The DUP leader has refuted reports in the Times that the party is prepared to abide by some European rules after Brexit.
The newspaper said the DUP had agreed “to shift its red lines” as part of a new deal to replace the backstop.
It added the party had said privately that it would drop its objections to regulatory checks in the Irish Sea.
Arlene Foster tweeted the “UK must leave as one nation” and “anonymous sources lead to nonsense stories”.
Mrs Foster said the party would “not support any arrangements that create a barrier to east west trade”.
When asked about the story on BBC NI’s The View, South Belfast MLA Christopher Stalford said he did not “recognise that as our party position”.
“I was at an event this evening [Thursday] before I came here, where three members of parliament were speaking and that is not the position of the party,” he said.
The backstop is the insurance policy to avoid a hard border between Northern Ireland and the Republic of Ireland after Brexit, unless and until another solution is found.
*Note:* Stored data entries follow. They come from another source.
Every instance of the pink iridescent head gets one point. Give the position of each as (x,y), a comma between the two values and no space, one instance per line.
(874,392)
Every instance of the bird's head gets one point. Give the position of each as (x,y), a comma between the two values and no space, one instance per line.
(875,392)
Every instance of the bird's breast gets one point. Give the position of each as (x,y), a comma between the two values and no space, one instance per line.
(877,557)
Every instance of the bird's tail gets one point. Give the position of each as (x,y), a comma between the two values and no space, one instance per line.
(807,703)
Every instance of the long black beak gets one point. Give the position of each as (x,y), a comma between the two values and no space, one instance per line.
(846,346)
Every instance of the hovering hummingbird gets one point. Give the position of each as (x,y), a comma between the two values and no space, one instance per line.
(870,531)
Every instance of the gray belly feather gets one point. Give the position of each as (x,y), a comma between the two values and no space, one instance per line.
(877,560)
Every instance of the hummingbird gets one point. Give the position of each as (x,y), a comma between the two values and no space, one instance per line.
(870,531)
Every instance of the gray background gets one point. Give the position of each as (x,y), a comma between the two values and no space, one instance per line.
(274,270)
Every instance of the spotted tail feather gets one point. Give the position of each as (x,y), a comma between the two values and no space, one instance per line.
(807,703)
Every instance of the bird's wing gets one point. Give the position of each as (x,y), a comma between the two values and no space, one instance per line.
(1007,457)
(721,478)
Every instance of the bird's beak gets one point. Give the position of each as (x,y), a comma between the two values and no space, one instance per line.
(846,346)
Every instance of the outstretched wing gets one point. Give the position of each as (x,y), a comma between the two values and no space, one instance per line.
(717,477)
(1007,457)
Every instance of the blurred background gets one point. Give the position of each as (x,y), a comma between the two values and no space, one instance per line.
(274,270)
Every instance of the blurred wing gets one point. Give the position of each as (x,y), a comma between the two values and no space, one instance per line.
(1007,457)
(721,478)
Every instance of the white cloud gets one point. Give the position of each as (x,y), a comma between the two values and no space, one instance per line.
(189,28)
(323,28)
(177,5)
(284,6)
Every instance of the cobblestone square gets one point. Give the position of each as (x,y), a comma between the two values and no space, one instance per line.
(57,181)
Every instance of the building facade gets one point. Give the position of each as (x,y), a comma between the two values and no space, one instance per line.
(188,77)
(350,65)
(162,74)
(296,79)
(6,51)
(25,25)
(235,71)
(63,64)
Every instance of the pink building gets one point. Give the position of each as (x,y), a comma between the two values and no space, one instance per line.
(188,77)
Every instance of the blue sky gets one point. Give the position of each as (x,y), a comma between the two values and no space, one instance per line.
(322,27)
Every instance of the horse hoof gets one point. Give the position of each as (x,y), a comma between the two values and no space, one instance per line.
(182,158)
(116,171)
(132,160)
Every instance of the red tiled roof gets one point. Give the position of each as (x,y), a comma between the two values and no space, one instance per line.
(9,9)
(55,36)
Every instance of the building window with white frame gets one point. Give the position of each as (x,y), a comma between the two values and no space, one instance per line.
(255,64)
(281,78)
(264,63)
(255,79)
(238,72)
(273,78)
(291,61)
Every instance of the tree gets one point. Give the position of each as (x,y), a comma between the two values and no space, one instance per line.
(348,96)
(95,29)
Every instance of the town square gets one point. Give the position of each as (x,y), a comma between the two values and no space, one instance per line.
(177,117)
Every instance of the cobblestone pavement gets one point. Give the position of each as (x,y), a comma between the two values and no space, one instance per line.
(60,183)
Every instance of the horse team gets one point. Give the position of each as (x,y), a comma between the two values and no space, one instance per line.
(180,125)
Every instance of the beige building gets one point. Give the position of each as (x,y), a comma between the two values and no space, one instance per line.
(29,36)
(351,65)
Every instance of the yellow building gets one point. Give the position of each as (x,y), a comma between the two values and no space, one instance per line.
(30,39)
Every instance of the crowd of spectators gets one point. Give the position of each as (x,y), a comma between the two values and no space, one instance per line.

Westminster MPs rejected the backstop and withdrawal agreement negotiated by ex-PM Theresa May, which would have kept all of the UK in a “temporary customs territory” with the EU and would have seen Northern Ireland also continuing to follow other EU rules.
The Democratic Unionists (DUP) had opposed it, saying it would create a border down the Irish Sea and risk the future of the union.
On Thursday, the head of the European Parliament has said he is willing to revisit the proposal of a Northern Ireland-only backstop to break the Brexit deadlock.
But on Wednesday, Prime Minister Boris Johnson ruled out an NI-only backstop.
The UK is due to leave the EU on 31 October without a deal unless both sides can reach a compromise.